When director Rupert Goold first shows Mike Finkel (Jonah Hill), he’s in a small hut, interviewing African victims of plantation violence for a story in The New York Times. He’s soon back in the Manhattan newsroom, where he’s clearly in his element, winning at poker while editing his piece, basking in the admiration and envy of his colleagues as he earns another cover story for the weekend magazine. Yet something curious has happened in between these scenes – the film shows another man, whom we later learn is Christian Longo (James Franco), also introducing himself as “Mike Finkel, New York Times,” as he seduces a German tourist in Mexico. For both Finkels, the good times soon come to a screeching halt, as the real Mike Finkel is fired and disgraced for misrepresentations in his story, while the fake Mike Finkel is extradited back to Oregon where he awaits trial for the murder of his wife and two young children.

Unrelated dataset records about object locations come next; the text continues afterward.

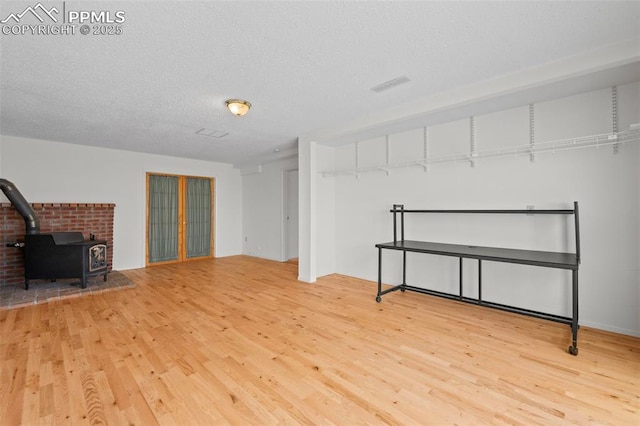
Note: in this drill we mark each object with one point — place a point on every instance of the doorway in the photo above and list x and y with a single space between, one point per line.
179 218
291 214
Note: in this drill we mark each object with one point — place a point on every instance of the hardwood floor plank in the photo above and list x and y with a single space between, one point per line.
239 340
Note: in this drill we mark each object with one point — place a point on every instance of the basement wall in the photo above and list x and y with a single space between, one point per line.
54 172
606 185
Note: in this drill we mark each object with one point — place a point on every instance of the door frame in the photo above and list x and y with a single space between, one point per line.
182 185
284 235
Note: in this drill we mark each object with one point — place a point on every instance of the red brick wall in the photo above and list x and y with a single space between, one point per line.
89 219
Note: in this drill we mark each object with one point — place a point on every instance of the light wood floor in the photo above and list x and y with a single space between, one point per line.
239 341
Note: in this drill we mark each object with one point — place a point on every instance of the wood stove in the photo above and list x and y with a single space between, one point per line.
56 255
63 255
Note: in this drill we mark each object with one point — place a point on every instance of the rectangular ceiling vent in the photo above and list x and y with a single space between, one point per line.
390 84
216 134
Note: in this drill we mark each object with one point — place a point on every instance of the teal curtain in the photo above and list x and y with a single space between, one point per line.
163 218
198 202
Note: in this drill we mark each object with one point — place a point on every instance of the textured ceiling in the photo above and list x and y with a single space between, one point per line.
305 66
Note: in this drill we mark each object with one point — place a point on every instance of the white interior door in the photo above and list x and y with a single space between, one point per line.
291 212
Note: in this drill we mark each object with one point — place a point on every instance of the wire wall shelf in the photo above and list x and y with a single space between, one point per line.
616 140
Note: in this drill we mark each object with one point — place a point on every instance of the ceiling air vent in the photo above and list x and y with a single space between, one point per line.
390 84
216 134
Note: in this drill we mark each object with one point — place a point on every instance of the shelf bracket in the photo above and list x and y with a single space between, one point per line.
614 117
532 139
425 138
472 154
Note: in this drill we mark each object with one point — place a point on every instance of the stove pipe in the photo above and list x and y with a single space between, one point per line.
30 219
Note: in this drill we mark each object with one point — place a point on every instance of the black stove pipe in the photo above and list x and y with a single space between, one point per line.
30 219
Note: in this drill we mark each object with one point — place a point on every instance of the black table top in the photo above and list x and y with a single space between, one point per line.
526 257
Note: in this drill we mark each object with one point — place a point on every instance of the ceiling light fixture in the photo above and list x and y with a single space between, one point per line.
238 106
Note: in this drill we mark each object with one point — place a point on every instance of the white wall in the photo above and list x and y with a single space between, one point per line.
263 204
606 186
47 171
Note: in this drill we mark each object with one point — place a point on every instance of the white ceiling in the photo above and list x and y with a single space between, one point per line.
307 68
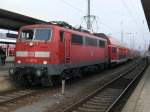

The real Finkel reunites with his wife (Felicity Jones) in snowbound Montana to lick his wounds, where he soon learns about the accused murderer impersonating him. Intrigued, he meets with Longo and learns that not only is Longo a longtime fan of Finkel’s work who offers to tell his story exclusively to Finkel, there are also a set of strange similarities between the two men. Finkel sees this huge scoop as a chance for his comeback and begins to adapt Longo’s story into a book, but as they talk around the subject of the killings, he begins to suspect that Longo’s sense of the truth might be as malleable as his own.

It’s a bit unusual at first to see these two actors together in such a serious story, but they play their parts well – Franco gives Longo a vulnerable charm while remaining darkly unknowable and Hill plays Finkel as both intelligent and sometimes blindly driven. Felicity Jones seems at first to be caught in a thankless “concerned, but passive wife” role, but she ends up getting the best scene of the film, when Jill confronts Longo with the truths that her journalist husband has skirted. The director Rupert Goold, making his film debut after working in British theatre, portrays Montana and Oregon as trapped in a suffocating, midwinter gray even bleaker than the prison interior and shows the mysterious allure that Finkel sees in Longo.

True Story asks the question, when we give murderers a mouthpiece, just who gains what? And who pays the price? Both Finkel and Longo need a confessor on a personal level, but in publishing Longo’s story is Finkel serving the public good as a journalist or simply trying to redeem his career? True Story doesn’t offer any moral dictums, but thoughtfully shows the murky gray areas in this examination of the power and pitfalls of storytelling.